Human Highway


1982 comedy

Rating: 12/20

Plot: Nothing worth noting.

Remember that time when Neil Young decided to make an electronic record in the early-80s and everybody was a little confused by it? This movie, which Young co-directed under the name Bernard Shakey, uses a lot of those songs and is the product of the same sort of mind, one that though that much vocoder on one album was a really good idea. Don't get me wrong--I love that album. I might have even loved this movie if I had watched it when I was in a better mood.

This is incoherently written and assembled by Young, Russ Tamblyn, and Dean Stockwell. There are a couple other credited screenwriters, and I assume that others, including Dennis Hopper who likely came on board after being promised some drugs, were also involved in the improvisational writing process. I mean, you just know that scene where one of the four or five Dennis Hopper characters feeds pancakes to a raccoon was Hopper's idea. The comedy could best be described as a series of absurdist dad jokes, the kind of stuff that's more likely to furrow a brow than make anybody giggle. It's more odd than it is funny.

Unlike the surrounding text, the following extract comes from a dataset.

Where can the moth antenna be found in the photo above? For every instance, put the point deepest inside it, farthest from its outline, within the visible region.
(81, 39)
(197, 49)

The movie does have an interesting look. The setting is a diner in close proximity to an apparently leaking nuclear plant, and the landscape has this cartoonish radioactive haze. It's very artificial looking, especially when there are shots when characters are driving or riding bicycles, but it's really kind of cool looking. Devo, who work as garbagemen at the plant, have a reddish glow around them, and Mark Mothersbaugh is wearing a creepy baby mask. It looks weird but in a wonderful way.

Neil Young isn't an actor, but he's not a complete disaster. Of course, I doubt he would have gotten a lot of roles in movies that he didn't make based on this performance. There's something refreshing about how he's embraced this dorkiness, willing to ruin his folk-rock god reputation by doing what he does here in a low-budget science fiction comedy. A very lengthy dream sequence--filmed with avant-garde color bleeds and dated psychedelia--has Young back in folk-rock god status, and he rips through a version of "Hey Hey, My My (Into the Black)" with Devo that nearly burned my face off, Mothersbaugh going nuts in that baby mask as he twiddles and diddles with knobs, the rest of the band chugging along and holding things together. It's a glorious slab of rock and totally makes up for the too-long scene where Neil Young plays a song on wrenches for a wooden Indian.

I just read that Dennis Hopper injured Sally Kirkland while performing knife tricks during the shooting of this. Kirkland sued, and Hopper admitted that he was having trouble with drugs at the time. None of that is the least bit surprising.